Ella fue conocida en Chinandega por su habilidad y arte para adornar los
altares. Quizás fue una de las mejores y ella tuvo una vida
prácticamente monástica. Su fe y optimismo en la vida la caracterizaban
como una buena mujer. Lolita Salinas siempre ayudó al prójimo y jamás
actuó de mala fe.
Como decía Séneca, la vida de los muertos consiste en hallarse vivo en
el espíritu de los vivos. Lolita, esa menuda y cordial señora, estará,
sin duda, viva en la mente de los que le conocieron y la quisieron.
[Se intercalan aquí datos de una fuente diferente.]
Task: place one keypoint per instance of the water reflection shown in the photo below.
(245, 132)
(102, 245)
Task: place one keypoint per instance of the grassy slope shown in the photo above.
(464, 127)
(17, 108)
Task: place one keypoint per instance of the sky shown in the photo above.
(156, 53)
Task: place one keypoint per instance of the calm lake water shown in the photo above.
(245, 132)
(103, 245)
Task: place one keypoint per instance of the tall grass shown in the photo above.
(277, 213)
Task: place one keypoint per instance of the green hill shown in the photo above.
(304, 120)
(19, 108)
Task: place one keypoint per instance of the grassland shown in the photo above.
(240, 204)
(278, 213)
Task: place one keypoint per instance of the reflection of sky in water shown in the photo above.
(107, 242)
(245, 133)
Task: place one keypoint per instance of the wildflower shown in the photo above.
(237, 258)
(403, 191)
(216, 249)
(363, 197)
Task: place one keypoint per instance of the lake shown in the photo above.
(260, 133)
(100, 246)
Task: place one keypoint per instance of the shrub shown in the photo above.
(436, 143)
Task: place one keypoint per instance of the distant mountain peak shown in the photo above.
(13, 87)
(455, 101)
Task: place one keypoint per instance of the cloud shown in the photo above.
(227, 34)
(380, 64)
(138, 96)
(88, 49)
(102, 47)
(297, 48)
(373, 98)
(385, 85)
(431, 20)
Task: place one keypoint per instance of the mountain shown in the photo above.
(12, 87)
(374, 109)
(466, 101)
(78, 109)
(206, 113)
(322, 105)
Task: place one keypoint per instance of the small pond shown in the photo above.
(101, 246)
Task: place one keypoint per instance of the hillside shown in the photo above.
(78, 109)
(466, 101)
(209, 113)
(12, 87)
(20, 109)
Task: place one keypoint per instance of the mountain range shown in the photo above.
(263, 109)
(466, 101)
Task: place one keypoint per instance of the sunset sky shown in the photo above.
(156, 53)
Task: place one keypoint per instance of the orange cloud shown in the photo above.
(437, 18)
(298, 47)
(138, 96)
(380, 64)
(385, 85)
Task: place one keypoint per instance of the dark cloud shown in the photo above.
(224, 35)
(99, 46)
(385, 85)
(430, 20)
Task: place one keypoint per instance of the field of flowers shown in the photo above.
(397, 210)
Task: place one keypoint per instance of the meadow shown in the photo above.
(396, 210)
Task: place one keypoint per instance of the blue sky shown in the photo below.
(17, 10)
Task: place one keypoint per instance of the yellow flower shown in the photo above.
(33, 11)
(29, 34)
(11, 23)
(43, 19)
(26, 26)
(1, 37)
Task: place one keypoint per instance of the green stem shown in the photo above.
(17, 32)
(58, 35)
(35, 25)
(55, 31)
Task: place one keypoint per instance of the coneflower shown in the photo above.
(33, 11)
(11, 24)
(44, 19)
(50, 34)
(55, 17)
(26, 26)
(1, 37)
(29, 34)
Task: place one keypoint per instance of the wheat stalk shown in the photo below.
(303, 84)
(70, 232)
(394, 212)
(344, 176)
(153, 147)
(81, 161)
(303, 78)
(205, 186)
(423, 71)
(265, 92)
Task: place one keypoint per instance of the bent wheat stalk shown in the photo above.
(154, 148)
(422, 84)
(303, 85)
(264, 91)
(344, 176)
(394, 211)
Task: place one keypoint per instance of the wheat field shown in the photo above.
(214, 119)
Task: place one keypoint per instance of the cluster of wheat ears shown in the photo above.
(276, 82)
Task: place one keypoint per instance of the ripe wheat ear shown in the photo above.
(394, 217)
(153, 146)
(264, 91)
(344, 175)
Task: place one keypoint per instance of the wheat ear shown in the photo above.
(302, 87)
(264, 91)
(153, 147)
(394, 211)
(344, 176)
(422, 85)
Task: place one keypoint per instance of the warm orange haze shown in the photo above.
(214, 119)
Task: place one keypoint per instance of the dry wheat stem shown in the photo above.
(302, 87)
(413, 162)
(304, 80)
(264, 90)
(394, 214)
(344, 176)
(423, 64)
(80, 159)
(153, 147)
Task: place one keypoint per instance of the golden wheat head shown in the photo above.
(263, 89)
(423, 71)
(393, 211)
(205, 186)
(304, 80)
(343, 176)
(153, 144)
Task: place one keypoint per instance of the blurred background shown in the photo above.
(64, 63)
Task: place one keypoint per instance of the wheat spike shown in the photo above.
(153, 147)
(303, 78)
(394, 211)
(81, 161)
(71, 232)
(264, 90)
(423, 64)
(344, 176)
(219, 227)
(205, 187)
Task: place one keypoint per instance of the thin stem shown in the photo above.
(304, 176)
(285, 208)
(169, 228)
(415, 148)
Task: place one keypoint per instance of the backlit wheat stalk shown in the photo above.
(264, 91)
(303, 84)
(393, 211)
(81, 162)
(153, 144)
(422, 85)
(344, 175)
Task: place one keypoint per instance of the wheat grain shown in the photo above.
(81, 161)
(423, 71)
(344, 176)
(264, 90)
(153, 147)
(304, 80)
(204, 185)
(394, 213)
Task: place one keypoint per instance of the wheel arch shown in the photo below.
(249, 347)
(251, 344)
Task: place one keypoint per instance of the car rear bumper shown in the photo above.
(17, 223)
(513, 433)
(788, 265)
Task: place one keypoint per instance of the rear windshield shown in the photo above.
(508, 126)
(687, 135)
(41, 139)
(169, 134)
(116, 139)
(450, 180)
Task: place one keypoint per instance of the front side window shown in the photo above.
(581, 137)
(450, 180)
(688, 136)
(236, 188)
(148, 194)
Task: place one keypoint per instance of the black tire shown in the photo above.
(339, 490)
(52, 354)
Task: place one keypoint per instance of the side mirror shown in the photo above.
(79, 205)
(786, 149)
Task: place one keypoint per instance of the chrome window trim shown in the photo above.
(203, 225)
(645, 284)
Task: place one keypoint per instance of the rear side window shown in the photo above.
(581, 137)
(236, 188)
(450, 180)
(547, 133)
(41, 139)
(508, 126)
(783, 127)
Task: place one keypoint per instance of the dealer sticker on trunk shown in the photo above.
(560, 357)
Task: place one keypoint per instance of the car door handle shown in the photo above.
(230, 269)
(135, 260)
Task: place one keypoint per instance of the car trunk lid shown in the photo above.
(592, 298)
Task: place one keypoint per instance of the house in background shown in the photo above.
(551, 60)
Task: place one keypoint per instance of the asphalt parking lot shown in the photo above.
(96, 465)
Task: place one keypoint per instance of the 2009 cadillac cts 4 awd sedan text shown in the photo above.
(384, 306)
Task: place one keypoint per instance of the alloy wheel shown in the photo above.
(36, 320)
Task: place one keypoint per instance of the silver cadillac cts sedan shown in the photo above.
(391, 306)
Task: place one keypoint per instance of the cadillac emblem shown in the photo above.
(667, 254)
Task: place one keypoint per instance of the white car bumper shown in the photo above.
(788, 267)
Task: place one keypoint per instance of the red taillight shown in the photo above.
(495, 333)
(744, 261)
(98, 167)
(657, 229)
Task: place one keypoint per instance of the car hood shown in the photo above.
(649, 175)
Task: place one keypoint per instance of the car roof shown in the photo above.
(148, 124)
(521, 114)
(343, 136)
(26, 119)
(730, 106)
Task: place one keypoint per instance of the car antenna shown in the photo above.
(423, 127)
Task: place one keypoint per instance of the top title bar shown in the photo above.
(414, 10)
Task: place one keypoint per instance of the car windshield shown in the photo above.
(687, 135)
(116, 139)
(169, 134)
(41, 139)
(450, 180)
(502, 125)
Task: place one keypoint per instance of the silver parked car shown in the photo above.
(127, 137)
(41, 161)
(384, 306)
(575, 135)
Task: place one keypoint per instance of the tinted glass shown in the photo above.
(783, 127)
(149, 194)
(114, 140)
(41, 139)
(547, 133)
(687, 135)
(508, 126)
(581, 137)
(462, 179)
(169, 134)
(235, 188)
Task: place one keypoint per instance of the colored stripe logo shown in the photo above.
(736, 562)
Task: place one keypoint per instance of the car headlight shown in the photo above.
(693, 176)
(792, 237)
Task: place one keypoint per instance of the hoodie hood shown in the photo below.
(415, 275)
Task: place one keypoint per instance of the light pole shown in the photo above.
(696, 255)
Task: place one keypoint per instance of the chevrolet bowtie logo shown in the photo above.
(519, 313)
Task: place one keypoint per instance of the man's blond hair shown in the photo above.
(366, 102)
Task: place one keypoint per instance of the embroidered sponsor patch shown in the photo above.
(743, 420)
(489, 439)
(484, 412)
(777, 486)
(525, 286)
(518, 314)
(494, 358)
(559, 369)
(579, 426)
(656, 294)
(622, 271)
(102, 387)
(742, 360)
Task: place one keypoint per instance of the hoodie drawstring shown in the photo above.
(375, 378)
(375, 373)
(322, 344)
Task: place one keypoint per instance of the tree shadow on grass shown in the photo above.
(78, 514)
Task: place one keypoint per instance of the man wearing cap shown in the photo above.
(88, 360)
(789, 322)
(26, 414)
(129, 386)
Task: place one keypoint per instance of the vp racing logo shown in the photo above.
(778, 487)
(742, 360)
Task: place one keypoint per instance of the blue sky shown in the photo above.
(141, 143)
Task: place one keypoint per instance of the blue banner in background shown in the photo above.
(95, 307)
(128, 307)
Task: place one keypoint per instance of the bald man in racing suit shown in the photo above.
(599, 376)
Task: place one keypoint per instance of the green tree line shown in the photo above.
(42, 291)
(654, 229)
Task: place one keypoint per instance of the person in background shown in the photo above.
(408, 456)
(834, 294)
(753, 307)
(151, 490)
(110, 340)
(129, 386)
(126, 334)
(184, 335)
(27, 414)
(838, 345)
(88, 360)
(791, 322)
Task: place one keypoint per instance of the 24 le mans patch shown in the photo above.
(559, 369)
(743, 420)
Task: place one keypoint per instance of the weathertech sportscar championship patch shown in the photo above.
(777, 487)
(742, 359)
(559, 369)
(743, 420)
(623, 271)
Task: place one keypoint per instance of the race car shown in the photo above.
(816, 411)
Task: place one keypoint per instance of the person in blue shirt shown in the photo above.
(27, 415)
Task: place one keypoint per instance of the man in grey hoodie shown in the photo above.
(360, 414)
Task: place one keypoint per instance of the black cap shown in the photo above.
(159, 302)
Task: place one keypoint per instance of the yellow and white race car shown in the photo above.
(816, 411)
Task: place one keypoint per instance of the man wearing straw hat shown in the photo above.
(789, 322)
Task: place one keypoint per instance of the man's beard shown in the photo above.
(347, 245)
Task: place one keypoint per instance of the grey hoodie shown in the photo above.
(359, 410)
Lolita pertenece a una familia (los Salinas) trabajadora y muy querida
en Chinandega.
Lolita Salinas fue una madre para muchos de los hijos de sus familiares.
Ella supo inculcar amor a todos esos niños que vivieron en su casa
solariega de Chinandega. En esa ciudad, la recuerdan caminando a la
Iglesia a servir a Dios, o de compras en los mercados para llevarle la
comida a los niños de sus familiares que llegaban a pasar vacaciones a
su lado.
Ella daba amor sin esperar nada a cambio. Le damos el pésame a su
familia en Chinandega, Amanda, Obdulia Salinas y a los que residen en
Managua como María Luisa Salinas Dávila y sus hijos Tinita, Denis y
Armando José García Salinas, este último residente en Vancouver, Canadá.